Em A Vida Fausto, transcende ideias modernistas e visões materialistas. Servir o planeta da maneira mais positiva possível. “Quero gozar a vida da forma como ela deve ser.”
"Quero gozar a vida da forma como ela deve ser."
"Mas o que é verdadeiramente o luxo? Para mim, é liberdade e felicidade."
"(...) seguimos os ciclos e movimentos naturais, em vez dos nossos calendários."
"Quero que o mundo saia deste caos e encontre a confiança para fazer as coisas de forma diferente."
Como surgiu a ideia para A Vida Fausto? “Em português, A Vida Fausto traduz-se numa vida grande ou luxuosa. Mas o que é verdadeiramente o luxo? Para mim, é liberdade e felicidade. A partir daí, tive a ideia de construir um lugar para demonstrar como poderia funcionar e crescer uma economia circular.”
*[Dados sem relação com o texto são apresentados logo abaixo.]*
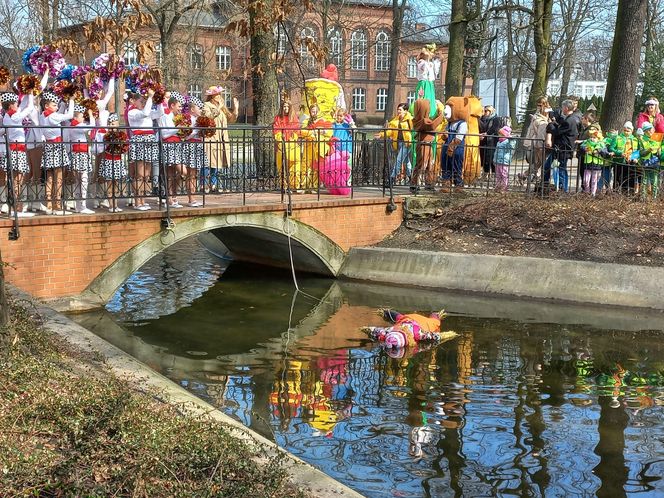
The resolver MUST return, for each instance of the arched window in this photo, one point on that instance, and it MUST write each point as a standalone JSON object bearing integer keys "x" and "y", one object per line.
{"x": 412, "y": 67}
{"x": 336, "y": 47}
{"x": 223, "y": 58}
{"x": 196, "y": 57}
{"x": 383, "y": 51}
{"x": 129, "y": 53}
{"x": 358, "y": 50}
{"x": 381, "y": 99}
{"x": 307, "y": 58}
{"x": 359, "y": 99}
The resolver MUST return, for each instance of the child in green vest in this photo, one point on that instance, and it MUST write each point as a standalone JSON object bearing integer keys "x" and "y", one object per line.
{"x": 593, "y": 150}
{"x": 649, "y": 161}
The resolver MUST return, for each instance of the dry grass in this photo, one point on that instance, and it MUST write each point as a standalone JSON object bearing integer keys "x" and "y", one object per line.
{"x": 66, "y": 433}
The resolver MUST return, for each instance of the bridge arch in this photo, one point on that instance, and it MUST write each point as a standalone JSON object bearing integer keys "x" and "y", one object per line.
{"x": 262, "y": 237}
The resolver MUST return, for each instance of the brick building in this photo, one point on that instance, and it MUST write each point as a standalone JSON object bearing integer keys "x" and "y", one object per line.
{"x": 358, "y": 39}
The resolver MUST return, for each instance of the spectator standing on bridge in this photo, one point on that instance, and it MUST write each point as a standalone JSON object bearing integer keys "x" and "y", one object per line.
{"x": 143, "y": 145}
{"x": 194, "y": 157}
{"x": 16, "y": 139}
{"x": 56, "y": 156}
{"x": 534, "y": 140}
{"x": 651, "y": 114}
{"x": 564, "y": 131}
{"x": 172, "y": 147}
{"x": 219, "y": 146}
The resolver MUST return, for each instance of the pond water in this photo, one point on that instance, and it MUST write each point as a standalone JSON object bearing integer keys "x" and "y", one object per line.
{"x": 531, "y": 399}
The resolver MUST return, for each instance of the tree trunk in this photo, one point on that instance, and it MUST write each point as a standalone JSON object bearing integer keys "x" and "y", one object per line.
{"x": 542, "y": 14}
{"x": 265, "y": 88}
{"x": 624, "y": 67}
{"x": 398, "y": 9}
{"x": 456, "y": 50}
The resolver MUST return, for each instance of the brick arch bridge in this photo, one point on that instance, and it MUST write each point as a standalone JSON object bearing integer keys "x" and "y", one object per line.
{"x": 84, "y": 259}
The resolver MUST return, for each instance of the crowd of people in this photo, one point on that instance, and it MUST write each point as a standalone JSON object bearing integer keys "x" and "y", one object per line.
{"x": 61, "y": 133}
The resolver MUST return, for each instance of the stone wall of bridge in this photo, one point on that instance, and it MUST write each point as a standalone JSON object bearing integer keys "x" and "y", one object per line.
{"x": 58, "y": 257}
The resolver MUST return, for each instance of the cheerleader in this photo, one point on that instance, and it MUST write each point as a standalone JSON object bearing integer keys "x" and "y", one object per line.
{"x": 195, "y": 158}
{"x": 112, "y": 168}
{"x": 102, "y": 122}
{"x": 172, "y": 147}
{"x": 144, "y": 147}
{"x": 35, "y": 147}
{"x": 76, "y": 136}
{"x": 55, "y": 157}
{"x": 15, "y": 135}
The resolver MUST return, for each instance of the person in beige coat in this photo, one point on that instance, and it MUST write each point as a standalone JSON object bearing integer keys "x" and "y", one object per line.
{"x": 534, "y": 140}
{"x": 219, "y": 146}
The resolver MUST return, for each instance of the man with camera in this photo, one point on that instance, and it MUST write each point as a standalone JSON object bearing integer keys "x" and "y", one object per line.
{"x": 562, "y": 132}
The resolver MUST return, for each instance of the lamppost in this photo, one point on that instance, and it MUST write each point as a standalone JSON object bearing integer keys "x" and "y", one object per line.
{"x": 495, "y": 65}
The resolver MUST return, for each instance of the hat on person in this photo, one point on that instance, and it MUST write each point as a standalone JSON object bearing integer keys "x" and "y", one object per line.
{"x": 50, "y": 97}
{"x": 196, "y": 101}
{"x": 214, "y": 90}
{"x": 8, "y": 97}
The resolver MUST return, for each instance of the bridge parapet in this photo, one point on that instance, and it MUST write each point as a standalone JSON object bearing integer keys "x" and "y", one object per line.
{"x": 86, "y": 258}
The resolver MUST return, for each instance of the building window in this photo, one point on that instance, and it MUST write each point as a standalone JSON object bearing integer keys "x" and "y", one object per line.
{"x": 223, "y": 58}
{"x": 359, "y": 99}
{"x": 412, "y": 67}
{"x": 158, "y": 54}
{"x": 381, "y": 99}
{"x": 228, "y": 97}
{"x": 195, "y": 90}
{"x": 411, "y": 98}
{"x": 281, "y": 40}
{"x": 358, "y": 50}
{"x": 306, "y": 56}
{"x": 382, "y": 51}
{"x": 196, "y": 57}
{"x": 130, "y": 55}
{"x": 336, "y": 49}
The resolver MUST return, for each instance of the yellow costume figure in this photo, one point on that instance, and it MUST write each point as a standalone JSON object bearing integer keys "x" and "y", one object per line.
{"x": 316, "y": 133}
{"x": 469, "y": 109}
{"x": 285, "y": 129}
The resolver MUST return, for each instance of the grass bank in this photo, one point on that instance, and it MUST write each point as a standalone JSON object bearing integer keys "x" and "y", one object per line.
{"x": 69, "y": 427}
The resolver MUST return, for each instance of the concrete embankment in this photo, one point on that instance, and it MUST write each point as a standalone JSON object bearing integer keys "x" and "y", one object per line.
{"x": 573, "y": 281}
{"x": 140, "y": 375}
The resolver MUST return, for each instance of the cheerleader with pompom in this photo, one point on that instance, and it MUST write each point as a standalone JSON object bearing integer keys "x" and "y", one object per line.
{"x": 55, "y": 157}
{"x": 33, "y": 139}
{"x": 15, "y": 134}
{"x": 172, "y": 147}
{"x": 76, "y": 136}
{"x": 102, "y": 121}
{"x": 112, "y": 167}
{"x": 195, "y": 158}
{"x": 144, "y": 146}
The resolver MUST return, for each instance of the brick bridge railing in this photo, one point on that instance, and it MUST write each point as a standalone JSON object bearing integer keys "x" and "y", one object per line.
{"x": 73, "y": 256}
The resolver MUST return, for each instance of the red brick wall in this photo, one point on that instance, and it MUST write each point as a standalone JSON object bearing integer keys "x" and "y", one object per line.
{"x": 57, "y": 257}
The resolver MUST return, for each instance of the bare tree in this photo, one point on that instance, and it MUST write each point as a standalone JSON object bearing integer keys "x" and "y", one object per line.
{"x": 460, "y": 17}
{"x": 624, "y": 67}
{"x": 398, "y": 11}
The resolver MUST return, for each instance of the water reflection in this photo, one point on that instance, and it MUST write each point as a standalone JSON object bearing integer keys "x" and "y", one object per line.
{"x": 522, "y": 406}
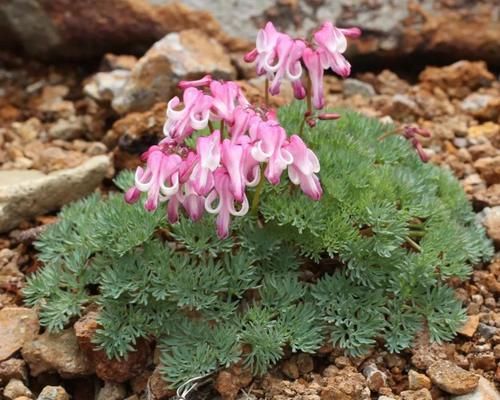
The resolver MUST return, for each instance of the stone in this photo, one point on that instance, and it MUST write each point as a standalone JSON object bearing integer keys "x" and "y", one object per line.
{"x": 484, "y": 391}
{"x": 489, "y": 197}
{"x": 402, "y": 107}
{"x": 458, "y": 79}
{"x": 290, "y": 369}
{"x": 230, "y": 381}
{"x": 346, "y": 384}
{"x": 375, "y": 378}
{"x": 489, "y": 169}
{"x": 57, "y": 352}
{"x": 482, "y": 106}
{"x": 16, "y": 388}
{"x": 105, "y": 86}
{"x": 422, "y": 394}
{"x": 488, "y": 331}
{"x": 158, "y": 388}
{"x": 484, "y": 361}
{"x": 486, "y": 130}
{"x": 492, "y": 223}
{"x": 417, "y": 381}
{"x": 113, "y": 370}
{"x": 470, "y": 326}
{"x": 112, "y": 391}
{"x": 53, "y": 393}
{"x": 356, "y": 87}
{"x": 305, "y": 363}
{"x": 112, "y": 61}
{"x": 451, "y": 378}
{"x": 68, "y": 129}
{"x": 26, "y": 194}
{"x": 18, "y": 326}
{"x": 189, "y": 54}
{"x": 13, "y": 368}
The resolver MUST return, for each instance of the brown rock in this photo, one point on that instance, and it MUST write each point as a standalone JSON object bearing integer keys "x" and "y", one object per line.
{"x": 158, "y": 388}
{"x": 422, "y": 394}
{"x": 492, "y": 223}
{"x": 488, "y": 279}
{"x": 487, "y": 130}
{"x": 458, "y": 79}
{"x": 189, "y": 54}
{"x": 484, "y": 391}
{"x": 138, "y": 130}
{"x": 17, "y": 326}
{"x": 485, "y": 361}
{"x": 425, "y": 354}
{"x": 13, "y": 368}
{"x": 229, "y": 382}
{"x": 57, "y": 352}
{"x": 227, "y": 385}
{"x": 470, "y": 326}
{"x": 113, "y": 370}
{"x": 16, "y": 388}
{"x": 348, "y": 384}
{"x": 489, "y": 169}
{"x": 375, "y": 378}
{"x": 489, "y": 197}
{"x": 53, "y": 393}
{"x": 482, "y": 106}
{"x": 112, "y": 391}
{"x": 290, "y": 369}
{"x": 305, "y": 363}
{"x": 118, "y": 61}
{"x": 451, "y": 378}
{"x": 418, "y": 381}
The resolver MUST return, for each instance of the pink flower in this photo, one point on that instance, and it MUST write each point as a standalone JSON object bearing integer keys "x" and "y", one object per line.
{"x": 332, "y": 43}
{"x": 232, "y": 160}
{"x": 270, "y": 148}
{"x": 225, "y": 207}
{"x": 225, "y": 97}
{"x": 288, "y": 53}
{"x": 208, "y": 149}
{"x": 160, "y": 179}
{"x": 241, "y": 122}
{"x": 312, "y": 60}
{"x": 304, "y": 168}
{"x": 265, "y": 50}
{"x": 194, "y": 116}
{"x": 202, "y": 82}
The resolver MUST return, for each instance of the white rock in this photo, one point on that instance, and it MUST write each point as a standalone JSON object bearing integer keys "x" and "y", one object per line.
{"x": 105, "y": 86}
{"x": 188, "y": 54}
{"x": 26, "y": 194}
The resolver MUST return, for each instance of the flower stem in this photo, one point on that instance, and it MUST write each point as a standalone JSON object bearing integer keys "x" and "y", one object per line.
{"x": 414, "y": 244}
{"x": 222, "y": 128}
{"x": 308, "y": 113}
{"x": 258, "y": 191}
{"x": 266, "y": 94}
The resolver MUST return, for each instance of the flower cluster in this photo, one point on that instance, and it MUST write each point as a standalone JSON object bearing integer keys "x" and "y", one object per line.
{"x": 249, "y": 145}
{"x": 412, "y": 133}
{"x": 279, "y": 57}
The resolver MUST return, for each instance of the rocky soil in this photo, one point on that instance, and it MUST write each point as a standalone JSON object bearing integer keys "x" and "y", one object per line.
{"x": 65, "y": 131}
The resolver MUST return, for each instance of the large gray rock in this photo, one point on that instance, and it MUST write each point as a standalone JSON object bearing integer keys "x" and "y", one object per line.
{"x": 189, "y": 54}
{"x": 72, "y": 29}
{"x": 26, "y": 194}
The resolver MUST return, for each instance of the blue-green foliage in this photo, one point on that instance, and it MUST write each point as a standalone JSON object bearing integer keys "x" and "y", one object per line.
{"x": 368, "y": 261}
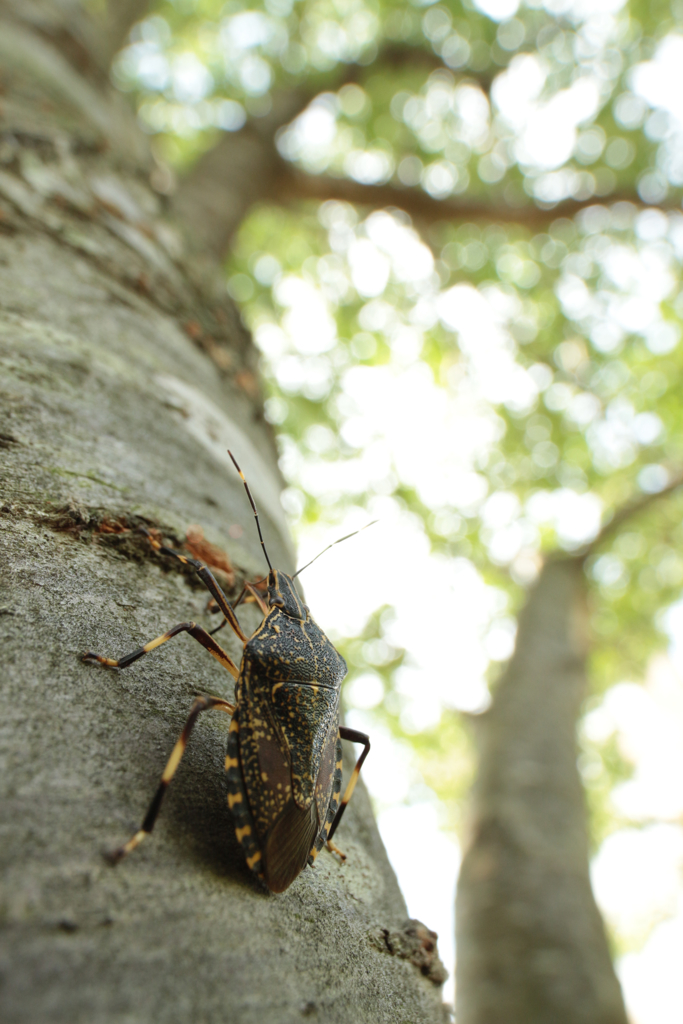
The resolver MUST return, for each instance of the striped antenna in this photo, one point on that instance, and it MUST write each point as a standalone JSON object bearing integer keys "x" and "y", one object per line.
{"x": 332, "y": 546}
{"x": 251, "y": 502}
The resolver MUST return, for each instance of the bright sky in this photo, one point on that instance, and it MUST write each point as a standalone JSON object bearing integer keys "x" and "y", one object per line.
{"x": 432, "y": 436}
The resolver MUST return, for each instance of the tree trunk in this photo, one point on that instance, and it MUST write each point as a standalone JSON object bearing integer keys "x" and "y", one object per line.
{"x": 531, "y": 947}
{"x": 126, "y": 375}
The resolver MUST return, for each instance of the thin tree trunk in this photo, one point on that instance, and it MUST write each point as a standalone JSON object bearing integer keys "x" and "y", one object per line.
{"x": 531, "y": 947}
{"x": 125, "y": 376}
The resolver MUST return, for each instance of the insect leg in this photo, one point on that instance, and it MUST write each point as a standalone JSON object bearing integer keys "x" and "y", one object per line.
{"x": 355, "y": 737}
{"x": 254, "y": 595}
{"x": 195, "y": 631}
{"x": 207, "y": 578}
{"x": 200, "y": 705}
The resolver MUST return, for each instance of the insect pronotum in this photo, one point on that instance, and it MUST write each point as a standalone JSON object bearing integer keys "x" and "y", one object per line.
{"x": 284, "y": 758}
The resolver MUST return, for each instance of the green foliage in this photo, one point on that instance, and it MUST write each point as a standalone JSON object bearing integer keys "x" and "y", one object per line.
{"x": 584, "y": 309}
O que acontece neste lugar? Como consegue demonstrar a circularidade? “Durante o primeiro verão, dei aqui todo o tipo de cursos. Permacultura, construção natural, macramé. Considerei isso um teste, e depois enfrentaria temas maiores. Mas depois veio o incêndio mais destructivo alguma vez visto na região, e deu cabo de tudo. As pessoas que vieram aprender e participar já não podiam voltar porque não havia alojamento. Agora estamos a reconstruir tudo: uma cabana para dormir, uma casa minúscula em madeira, uma cozinha comunitária. Há imensas árvores mortas que podemos usar para construir de tudo.”
Para além do seu grande plano, também faz parte dos Wildlings. Pode fazer o retrato desse projecto?
“Wildlings é uma colectiva de amigos com valores iguais. Todos temos os nossos planos individuais, mas colaboramos em projectos ambientais mais abrangentes para reavivar esta terra. Já comprámos um vale com 5 hectares próximo daqui. Existe uma ruína na propriedade que podemos converter num espaço para alojamento e queremos instalar uma quinta experimental, um centro educativo, um parque infantil com tecnologia limpa e um laboratório alimentar. Estamos totalmente focados em turismo EPIC. Ao contrário do ecoturismo, EPIC – que significa Educação, Participação, Inspiração e Criação – é um turismo onde as próprias visitas é que dão significado à sua estadia. Seja a criar novos conceitos, a participar em projetos de reflorestação e dias de colheita, ou simplesmente a deixarem-se inspirar por um modo de vida diferente e em maior harmonia com a natureza. Portanto, aqui não servimos cocktails na cama de rede, mas oferecemos uma jornada com muito mais significado. As nossas publicações Wildlings têm gerado imensa procura. Nem conseguimos dar resposta à quantidade de e-mails! Porém, antes de podermos receber pessoas, temos de concluir alguns projetos. Espero poder dizer “sim” brevemente a todos os interessados.”